To explore this possibility, we performed LD analysis between SG10K-SVs and previously reported SG10K_Health SNPs/short indels inferred from WGS23. LD was computed for high-confidence (call rate > 0.8) common (MAF>1%) SVs (n=6,453) and small variants (n=9,206,351) located within a 1Mbp distance (Figure 5A). 14% of SVs were not in LD with any SG10K_Health small variants (R2<0.2), suggesting that a substantial proportion of SVs represent genetic variability that might be overlooked in conventional genetic association analyses. 4,047 of the 6,453 high-confidence common SVs were in strong LD with 172,698 SG10K_Health SNPs (R2>0.8). Of these, 748 SVs were in strong LD with 1,814 SG10K_Health SNPs matching lead SNPs from the EBI GWAS catalogue (genomic location and allelic alteration), with 75 SVs (35 deletions, 4 duplications, and 36 insertions) in strong LD with 174 lead SNPs from GWAS focused on Asian cohorts. Supplementary table 5 provides these 75 SG10K-SVs and their associated lead SNPs.

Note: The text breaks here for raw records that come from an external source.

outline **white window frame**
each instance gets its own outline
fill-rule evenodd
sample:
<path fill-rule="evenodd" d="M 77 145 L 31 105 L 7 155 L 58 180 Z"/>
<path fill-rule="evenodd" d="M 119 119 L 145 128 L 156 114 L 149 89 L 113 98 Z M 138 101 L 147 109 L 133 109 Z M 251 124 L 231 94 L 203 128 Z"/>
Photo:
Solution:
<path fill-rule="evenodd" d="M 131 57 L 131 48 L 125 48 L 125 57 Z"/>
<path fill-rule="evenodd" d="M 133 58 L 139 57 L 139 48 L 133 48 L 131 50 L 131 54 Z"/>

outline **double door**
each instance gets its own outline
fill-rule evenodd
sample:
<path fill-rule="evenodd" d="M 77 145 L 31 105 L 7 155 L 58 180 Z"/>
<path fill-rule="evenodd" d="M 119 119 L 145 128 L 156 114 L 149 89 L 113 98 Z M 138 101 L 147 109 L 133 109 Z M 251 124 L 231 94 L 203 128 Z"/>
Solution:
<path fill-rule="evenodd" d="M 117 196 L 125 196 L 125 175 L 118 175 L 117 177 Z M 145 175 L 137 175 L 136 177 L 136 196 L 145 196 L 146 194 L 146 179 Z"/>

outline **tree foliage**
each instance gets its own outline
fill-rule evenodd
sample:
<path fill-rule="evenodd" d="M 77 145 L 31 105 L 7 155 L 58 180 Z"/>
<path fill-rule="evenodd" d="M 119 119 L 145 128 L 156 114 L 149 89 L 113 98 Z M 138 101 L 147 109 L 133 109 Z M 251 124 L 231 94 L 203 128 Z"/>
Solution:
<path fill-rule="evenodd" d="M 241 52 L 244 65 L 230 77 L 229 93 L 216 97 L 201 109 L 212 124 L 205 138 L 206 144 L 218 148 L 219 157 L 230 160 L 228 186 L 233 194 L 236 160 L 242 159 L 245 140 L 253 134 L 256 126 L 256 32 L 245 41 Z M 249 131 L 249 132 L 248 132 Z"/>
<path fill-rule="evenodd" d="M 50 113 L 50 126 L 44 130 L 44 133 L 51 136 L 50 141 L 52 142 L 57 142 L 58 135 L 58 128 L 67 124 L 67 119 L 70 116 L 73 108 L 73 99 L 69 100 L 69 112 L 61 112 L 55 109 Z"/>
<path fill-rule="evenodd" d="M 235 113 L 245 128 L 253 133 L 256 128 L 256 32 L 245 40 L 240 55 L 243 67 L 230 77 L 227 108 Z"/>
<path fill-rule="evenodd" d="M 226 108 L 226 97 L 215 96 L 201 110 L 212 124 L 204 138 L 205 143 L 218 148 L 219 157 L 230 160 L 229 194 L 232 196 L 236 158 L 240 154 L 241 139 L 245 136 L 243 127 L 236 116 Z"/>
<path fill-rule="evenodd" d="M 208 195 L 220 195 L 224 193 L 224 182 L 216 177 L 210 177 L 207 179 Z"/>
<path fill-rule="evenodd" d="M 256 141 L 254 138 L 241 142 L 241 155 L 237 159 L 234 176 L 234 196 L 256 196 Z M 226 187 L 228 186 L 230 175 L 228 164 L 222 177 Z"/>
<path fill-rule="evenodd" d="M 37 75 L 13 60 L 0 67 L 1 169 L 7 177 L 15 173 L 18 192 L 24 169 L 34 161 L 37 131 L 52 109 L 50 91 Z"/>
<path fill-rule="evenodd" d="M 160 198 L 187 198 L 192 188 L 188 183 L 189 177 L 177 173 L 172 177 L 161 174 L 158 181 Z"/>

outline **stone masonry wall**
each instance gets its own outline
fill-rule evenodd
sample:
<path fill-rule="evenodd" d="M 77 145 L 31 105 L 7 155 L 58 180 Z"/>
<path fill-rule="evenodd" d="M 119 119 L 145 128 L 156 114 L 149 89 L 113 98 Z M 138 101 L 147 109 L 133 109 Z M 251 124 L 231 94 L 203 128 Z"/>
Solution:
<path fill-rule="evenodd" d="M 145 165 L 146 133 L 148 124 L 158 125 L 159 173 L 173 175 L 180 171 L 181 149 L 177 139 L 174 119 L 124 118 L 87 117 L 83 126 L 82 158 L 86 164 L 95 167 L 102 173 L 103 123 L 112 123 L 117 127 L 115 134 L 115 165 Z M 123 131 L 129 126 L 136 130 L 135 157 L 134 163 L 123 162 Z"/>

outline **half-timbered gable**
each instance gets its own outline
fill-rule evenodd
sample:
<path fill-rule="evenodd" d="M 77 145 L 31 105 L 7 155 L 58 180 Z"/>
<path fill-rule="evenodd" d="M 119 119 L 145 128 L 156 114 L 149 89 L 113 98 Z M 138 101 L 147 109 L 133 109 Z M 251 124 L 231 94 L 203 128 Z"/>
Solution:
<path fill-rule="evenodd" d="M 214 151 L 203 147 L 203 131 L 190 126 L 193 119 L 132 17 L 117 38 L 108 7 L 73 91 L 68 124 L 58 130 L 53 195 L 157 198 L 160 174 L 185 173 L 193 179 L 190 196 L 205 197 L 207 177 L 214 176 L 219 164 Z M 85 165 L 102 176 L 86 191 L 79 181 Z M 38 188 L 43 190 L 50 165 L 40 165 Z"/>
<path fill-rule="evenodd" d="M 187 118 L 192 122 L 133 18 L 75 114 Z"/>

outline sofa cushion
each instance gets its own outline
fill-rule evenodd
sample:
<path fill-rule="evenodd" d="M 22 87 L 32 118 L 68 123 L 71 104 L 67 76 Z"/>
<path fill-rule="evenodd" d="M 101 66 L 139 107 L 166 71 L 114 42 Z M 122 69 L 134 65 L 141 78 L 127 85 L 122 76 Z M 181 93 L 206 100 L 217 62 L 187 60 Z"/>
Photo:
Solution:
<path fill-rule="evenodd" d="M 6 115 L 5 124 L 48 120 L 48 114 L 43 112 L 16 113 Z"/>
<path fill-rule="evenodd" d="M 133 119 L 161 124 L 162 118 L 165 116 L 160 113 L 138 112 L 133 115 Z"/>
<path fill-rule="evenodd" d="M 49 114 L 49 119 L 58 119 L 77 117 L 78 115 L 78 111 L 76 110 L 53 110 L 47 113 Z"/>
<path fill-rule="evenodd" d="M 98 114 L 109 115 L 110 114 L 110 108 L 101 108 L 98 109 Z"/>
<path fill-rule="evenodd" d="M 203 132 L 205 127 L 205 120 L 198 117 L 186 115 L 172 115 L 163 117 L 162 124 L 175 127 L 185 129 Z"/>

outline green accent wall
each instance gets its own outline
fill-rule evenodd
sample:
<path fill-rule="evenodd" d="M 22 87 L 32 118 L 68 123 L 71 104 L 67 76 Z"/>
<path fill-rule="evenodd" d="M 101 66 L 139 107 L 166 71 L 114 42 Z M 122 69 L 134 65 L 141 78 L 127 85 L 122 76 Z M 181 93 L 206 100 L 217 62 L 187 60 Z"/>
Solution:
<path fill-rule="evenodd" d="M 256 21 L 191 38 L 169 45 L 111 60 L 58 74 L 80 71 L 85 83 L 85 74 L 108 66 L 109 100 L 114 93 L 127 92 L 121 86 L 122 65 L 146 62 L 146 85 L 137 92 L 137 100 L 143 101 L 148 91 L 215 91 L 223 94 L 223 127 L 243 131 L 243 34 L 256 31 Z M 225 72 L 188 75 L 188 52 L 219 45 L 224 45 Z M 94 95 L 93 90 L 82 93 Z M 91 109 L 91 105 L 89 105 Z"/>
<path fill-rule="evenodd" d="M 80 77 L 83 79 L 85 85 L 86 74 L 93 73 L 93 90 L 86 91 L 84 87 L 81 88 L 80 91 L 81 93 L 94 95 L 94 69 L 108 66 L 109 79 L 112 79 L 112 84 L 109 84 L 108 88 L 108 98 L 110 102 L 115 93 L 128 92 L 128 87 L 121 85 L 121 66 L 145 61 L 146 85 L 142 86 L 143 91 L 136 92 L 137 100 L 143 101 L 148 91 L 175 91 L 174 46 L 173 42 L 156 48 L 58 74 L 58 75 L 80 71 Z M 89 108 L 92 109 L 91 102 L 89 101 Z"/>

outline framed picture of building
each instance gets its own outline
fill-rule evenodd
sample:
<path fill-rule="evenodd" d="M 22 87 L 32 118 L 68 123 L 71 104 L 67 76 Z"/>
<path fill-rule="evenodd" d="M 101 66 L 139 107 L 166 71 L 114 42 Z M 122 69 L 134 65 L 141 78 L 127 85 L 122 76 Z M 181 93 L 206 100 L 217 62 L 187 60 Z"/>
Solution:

From the 75 SVs, we focused on the subset that overlapped exons, since they could most directly be assigned a functional consequence. These included a predicted LOF deletion (chr1: 89,010,225-89,012,941) of exons 7 and 8 of GBP3 that was in strong LD (R2=0.968) with a missense variant (C->R) in the same gene (rs17433780; Figure 5B). Notably, rs17433780 is associated with markers of subclinical atherosclerosis in Chinese individuals (P=2x10-6 60). While this missense SNP is certainly a candidate, our analysis suggests that the linked LOF SV should also be considered a potential causal variant for subclinical atherosclerosis in this locus.
GWAS-lead SNPs are often found in non-coding regions of the genome. Our analysis highlighted one exonic-associated SVs in high LD with these non-exonic SNPs, where the former may represent underlying causal variants. For example, a predicted LOF SV (chr11:55,264,123-55,271,064) deleting exons 2 to 6 of TRIM48 exhibited strong LD (R2=0.903) with an intergenic GWAS-lead SNP (chr11:54,697,371; rs11532186) associated with altered glomerular filtration rate. Notably, an integrative analysis of genetic association and gene expression in a cohort of patients with reduced kidney function identified TRIM48 among the top causal candidates for urine metabolite variation61. These examples support the value of including SG10K-SVs in analyses of genetic drivers of phenotypic variation in Asian cohorts. The full list of SVs in high LD with GWAS lead SNPs is reported in Supplementary Table 5.